Machine Learning Models
There is an enormous diversity of machine learning models that can be applied to classification tasks – any of them may perform better than the other depending on data it learnt from and the business needs that stand behind the classification problem. One could try some linear models (e.g. logistic regression, support vector machines), or some tree-based models (decision trees, random forest, xgboost), or even deep neural networks. There is no universal answer to which model would perform the best and usually, a huge part of the data scientist’s job is to perform a lot of experiments trying to find the one that fits data the best. To achieve this, we first separate train and test split.
Choosing The Best Model For Machine Learning Classification
The first will be used to pick the best model and the second to validate it. This way we make sure that the metrics we evaluate on the test set will correspond to the ones measured when the model is applied in production. Then, to choose the best model and its hyperparameters we perform so-called grid search (or one of its alternatives e.g. Bayes optimization). Grid search consists of two parts:
- fitting every possible parameter set from specified lists and evaluating results it gives,
- cross-validation – the model is being fitted as a part of the training set and then evaluated on the remaining part. This process is repeated a given number of times for each parameter combination.
This approach is much more time consuming than a simple train-test but gives us higher confidence about the quality of the final model.
Proper metric choice is crucial for the real-world application of machine learning. It allows us to tell how good the model is and decide whether one model is better than the other. It also makes progress possible – one can track the value of the metric from one experiment to the other and finally choose the configuration with the highest score. Properly adjusted metric also tells how well the business needs are met by the machine learning solution.
Because of numerous metrics that can fit different tasks, we will further limit ourselves to metrics that apply only to binary classification and model returning dichotomous answers.
One of the simplest metrics is accuracy – by definition, it is a percentage of cases in which the model is correct – that clear interpretation is a great advantage from the business perspective. This metric suits well when trying to build a general classification model on the balanced dataset (meaning that the number of each class is approximately the same). It fails however in case of significant class imbalance – consider data in which only 1% of users churn. One can easily reach an accuracy of 99% just by assigning not churn label to each input. In that case, we end up with 99% accuracy and a completely useless model.

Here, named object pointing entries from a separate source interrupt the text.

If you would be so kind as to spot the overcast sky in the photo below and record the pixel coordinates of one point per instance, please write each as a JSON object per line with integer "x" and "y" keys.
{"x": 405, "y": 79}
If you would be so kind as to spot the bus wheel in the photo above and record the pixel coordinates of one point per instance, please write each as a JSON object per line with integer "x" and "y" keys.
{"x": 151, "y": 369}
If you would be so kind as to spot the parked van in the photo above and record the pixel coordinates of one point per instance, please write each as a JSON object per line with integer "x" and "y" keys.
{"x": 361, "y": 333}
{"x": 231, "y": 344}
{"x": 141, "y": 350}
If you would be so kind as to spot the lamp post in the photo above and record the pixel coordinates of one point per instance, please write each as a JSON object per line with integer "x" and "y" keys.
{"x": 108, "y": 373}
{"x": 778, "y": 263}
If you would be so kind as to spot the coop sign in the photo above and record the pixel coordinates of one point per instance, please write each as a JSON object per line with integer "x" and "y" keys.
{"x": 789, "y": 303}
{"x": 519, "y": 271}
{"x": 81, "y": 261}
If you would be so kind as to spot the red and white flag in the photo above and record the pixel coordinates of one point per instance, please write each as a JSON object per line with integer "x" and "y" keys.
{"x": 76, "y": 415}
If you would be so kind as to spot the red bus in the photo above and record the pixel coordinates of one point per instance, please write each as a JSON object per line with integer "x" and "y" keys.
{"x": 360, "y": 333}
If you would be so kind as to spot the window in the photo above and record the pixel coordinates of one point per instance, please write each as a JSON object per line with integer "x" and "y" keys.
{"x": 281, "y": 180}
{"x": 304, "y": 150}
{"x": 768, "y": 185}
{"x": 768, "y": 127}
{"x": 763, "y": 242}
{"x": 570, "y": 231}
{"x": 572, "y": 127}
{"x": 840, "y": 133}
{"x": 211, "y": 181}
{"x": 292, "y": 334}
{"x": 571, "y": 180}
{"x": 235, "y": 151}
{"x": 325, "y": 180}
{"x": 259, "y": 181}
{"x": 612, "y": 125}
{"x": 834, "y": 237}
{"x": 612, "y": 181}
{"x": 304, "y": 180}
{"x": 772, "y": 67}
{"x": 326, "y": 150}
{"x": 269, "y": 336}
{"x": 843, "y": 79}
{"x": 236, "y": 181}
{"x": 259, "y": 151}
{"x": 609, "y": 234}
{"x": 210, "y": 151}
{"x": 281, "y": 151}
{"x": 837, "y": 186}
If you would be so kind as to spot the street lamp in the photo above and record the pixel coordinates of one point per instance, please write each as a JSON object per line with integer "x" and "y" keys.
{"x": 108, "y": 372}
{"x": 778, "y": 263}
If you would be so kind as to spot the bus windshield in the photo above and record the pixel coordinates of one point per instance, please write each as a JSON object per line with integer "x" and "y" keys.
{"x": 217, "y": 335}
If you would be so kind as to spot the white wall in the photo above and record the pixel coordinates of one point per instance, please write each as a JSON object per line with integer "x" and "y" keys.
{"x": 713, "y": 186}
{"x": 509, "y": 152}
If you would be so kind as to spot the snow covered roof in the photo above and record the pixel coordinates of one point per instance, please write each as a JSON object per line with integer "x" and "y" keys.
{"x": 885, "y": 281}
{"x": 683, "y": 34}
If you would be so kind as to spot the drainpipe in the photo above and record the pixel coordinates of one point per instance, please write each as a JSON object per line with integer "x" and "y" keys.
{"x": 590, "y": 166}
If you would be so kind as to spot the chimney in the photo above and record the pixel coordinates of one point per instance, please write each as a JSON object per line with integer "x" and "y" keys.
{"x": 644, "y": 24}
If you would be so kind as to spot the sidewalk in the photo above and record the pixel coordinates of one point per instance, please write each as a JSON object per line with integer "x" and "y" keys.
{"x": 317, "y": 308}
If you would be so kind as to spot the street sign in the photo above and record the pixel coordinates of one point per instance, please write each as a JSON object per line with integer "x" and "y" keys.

In the case of imbalanced data, usually, the more complicated metrics are being used. One of them is an f-score which is the harmonic mean of precision (rate of cases in which, while labeling an example by positive class, the model is correct) and recall (detection rate for positive class). Usage of harmonic instead of arithmetic means ensures that to maximize f-score one needs to maximize both precision and recall at the same time, which solves the possible problem of one of them being very low and the other very high.
Depending on the business problems, one may care more about recall than precision, e.g. when detecting customer churn it may be beneficial to pay the price of more players erroneously considered churns (lower precision), in return correctly classifying more players as churns (higher recall). In that case, the f-beta-score function family can be helpful. It is simply f-score with more weight assigned to precision or recall depending on the beta value.
In this article, we only glimpsed at the diversity of problems that arise while performing classification tasks with machine learning models. Although we managed to extract some common subtasks, it should be clear that every machine learning project requires a very deep understanding of both business and data. The success of the project highly depends on those two as they are crucial in making optimal decisions during the process of solution development.